Northern Arizona Lumberjacks cross country are the cross country teams of Northern Arizona University in Flagstaff, Arizona. The Lumberjacks compete in the Big Sky Conference at the Division I level in the NCAA and are head coached by Michael Smith.

The Lumberjacks have won 6 national championships and were runner up 3 times. Many of the team's runners compete in the Olympic Games, with alumni representing a total of 11 nations since the program's foundation.

History

Men's team 
The team was runner's up at the NCAA Men's Division I Cross Country Championship in 1988, 1995, 2013.

Since 2016, the Northern Arizona men's team has been considered as the nation's leading program in NCAA Division I, winning a three-peat National Championship run from 2016-2018 and being undefeated in the regular season. The team has won 20 of the last 25 Big Sky team championships and won 17 of the last 25 Big Sky individual titles as of 2017. The team has been consistently ranked in the top 3 of the USTFCCCA national coach's poll since the start of the 2016 season. The team was the runner up in the 2019 national championship. In the first tie-breaker ever to win the National Championship, the Lumberjacks narrowly won the 2022 iteration of the National Championship over Oklahoma State University to complete another three-peat.  

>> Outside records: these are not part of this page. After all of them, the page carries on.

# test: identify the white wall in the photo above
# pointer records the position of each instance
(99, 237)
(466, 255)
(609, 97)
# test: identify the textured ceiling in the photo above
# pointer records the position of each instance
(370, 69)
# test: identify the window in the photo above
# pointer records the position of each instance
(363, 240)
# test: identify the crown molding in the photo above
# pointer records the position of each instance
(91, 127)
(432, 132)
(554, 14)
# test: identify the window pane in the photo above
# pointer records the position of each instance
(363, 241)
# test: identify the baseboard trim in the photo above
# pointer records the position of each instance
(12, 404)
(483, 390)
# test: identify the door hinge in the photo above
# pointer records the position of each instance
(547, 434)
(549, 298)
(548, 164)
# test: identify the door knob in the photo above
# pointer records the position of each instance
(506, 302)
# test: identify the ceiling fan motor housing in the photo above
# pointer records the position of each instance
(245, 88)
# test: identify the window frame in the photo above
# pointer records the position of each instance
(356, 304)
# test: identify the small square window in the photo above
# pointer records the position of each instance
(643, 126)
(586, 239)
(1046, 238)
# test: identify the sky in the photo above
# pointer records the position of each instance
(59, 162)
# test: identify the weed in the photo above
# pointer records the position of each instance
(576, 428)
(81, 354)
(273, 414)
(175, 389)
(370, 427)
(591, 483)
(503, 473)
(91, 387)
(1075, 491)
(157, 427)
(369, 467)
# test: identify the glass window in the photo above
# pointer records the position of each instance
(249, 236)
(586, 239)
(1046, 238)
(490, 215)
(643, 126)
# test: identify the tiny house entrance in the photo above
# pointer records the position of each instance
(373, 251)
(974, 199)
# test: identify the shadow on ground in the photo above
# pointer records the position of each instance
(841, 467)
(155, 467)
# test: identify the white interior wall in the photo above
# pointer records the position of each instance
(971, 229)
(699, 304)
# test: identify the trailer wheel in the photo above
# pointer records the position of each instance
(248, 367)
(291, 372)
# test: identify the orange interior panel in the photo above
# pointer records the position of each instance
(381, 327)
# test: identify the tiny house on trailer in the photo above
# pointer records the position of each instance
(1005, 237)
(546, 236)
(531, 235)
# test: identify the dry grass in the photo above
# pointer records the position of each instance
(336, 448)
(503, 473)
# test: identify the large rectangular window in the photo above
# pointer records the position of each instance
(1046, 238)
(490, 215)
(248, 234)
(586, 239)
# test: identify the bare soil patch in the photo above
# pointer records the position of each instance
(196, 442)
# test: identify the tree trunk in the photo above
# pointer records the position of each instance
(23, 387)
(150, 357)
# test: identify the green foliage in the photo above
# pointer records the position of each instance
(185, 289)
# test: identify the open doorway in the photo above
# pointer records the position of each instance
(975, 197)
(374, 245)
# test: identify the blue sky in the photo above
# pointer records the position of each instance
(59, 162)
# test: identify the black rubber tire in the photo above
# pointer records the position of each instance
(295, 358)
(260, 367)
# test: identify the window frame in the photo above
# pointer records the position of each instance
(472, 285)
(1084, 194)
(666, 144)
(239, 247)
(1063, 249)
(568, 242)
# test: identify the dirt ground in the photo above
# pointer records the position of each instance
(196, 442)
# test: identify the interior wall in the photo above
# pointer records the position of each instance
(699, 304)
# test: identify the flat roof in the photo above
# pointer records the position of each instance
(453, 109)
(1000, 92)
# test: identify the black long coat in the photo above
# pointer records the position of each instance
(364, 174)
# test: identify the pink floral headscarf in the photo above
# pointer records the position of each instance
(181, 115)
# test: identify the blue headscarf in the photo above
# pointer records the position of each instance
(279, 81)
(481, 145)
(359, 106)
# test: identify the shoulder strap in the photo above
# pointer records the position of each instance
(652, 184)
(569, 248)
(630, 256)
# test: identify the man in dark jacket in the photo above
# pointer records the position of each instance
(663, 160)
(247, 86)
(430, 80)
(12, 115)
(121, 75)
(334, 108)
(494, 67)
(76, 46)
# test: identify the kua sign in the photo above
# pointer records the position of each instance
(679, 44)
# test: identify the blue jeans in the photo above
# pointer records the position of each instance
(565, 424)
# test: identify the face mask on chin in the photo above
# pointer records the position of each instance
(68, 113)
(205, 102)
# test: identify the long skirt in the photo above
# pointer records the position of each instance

The 2017 repeat title closed out a perfect season with a 53-point victory, placing five athletes in the top 40. The victory was the lowest score (74) at the NCAA Championships since 2014, and the Lumberjacks became the first repeat champions since 2013–14. Director of Cross Country and Track and Field Michael Smith earned the Bill Dellinger Award as National Men's Coach of the Year and also picked up both the Big Sky's Men's and Women's Coach of the Year awards. In track and field, Smith was named the US Track & Field and Cross Country Coaches Association (USTFCCCA) Mountain Region Women's Indoor Coach of the Year in 2017 and 2018.

National championships

Men's team national championships (6)

Women's individual national championships (2)

Rivals 
When Michael Smith became head coach in 2016 NAU turned into a national cross country powerhouse, developing a rivalry with the other nationally ranked leader, the BYU Cougars. NAU defeated the BYU in the 2018 Championship while next year BYU defeated NAU in the 2019 Championship. The rivalry has been considered as "the best in a long time" and "the greatest in NCAA cross country history."

Media 
The team was exclusively featured in the FloTrack documentary The Program: Northern Arizona that followed them in their championship 2016 season. The team was again featured in the five-part docuseries NAU: Running With The Boys that followed them throughout their 2019 season.